Alors que le gouvernement vient d’annoncer de nouvelles mesures sur la sécurité routière, et notamment la suspension automatique du permis en cas de conduite sous l’emprise de stupéfiants ou d’alcool, le Conseil d’Etat n’hésite pas à interdire d’exercice un médecin qui présenterait des troubles liés à l’usage de l’alcool. Dans une précédente chronique, nous avons vu que le Conseil d’Etat avait donné raison à l’Ordre et justifié une mesure d’interdiction d’exercice malgré un rapport d’expertise qui considérait que l’état de ce praticien et sa dépendance à l’alcool n’étaient pas de nature à rendre dangereux l’exercice de la médecine et la poursuite de son activité de médecin généraliste. Deux autres arrêts récents du Conseil d’Etat sont venus confirmer une suspension du droit d’exercer la médecine pour une durée de six mois, en subordonnant la reprise de l’activité professionnelle aux résultats d’une nouvelle expertise. Une première décision du 26 mai 2023 concernait, à nouveau, un médecin généraliste suspendu temporairement en application de l’article R.4124-3 du Code de la santé publique. Rappelons que cette suspension ne peut être ordonnée que sur un rapport motivé établi à la demande du Conseil régional de l’Ordre par trois médecins désignés comme experts, le premier par l’intéressé, le deuxième par le Conseil régional et le troisième par les deux premiers experts. Un rapport , dont les conclusions sont souvent suivies par l’Ordre mais qui peut aussi s’en démarquer lorsqu’il s’agit de protéger un praticien mais surtout ses patients.

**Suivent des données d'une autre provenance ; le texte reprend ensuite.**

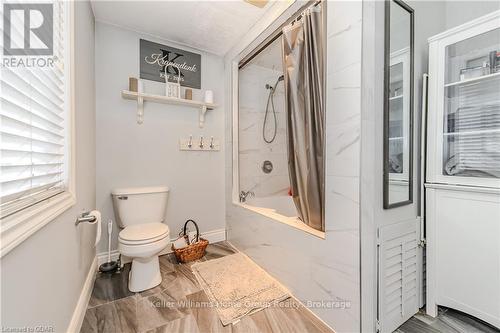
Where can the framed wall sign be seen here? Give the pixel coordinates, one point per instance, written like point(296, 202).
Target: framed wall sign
point(155, 57)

Suspension d’exercice malgré une expertise favorable
Dans l’affaire jugée le 26 mai 2023, le rapport d’expertise faisait état d’une dépendance à l’alcool de ce médecin généraliste, lequel était suivi au plan médical, mais sans conclure à l’incompatibilité de son état de santé avec la poursuite de son exercice. Toutefois, ce rapport mentionnait que ce praticien était exposé au risque de rechutes, compte tenu d’éléments de fragilité après avoir souligné le caractère incomplet de la prise en charge de son addiction. Autant d’arguments qui justifiaient, pour le Conseil national de l’Ordre, une mesure de suspension car ce médecin « souffrait d’une dépendance à l’alcool non stabilisée, qui ne faisait pas l’objet d’une prise charge appropriée ».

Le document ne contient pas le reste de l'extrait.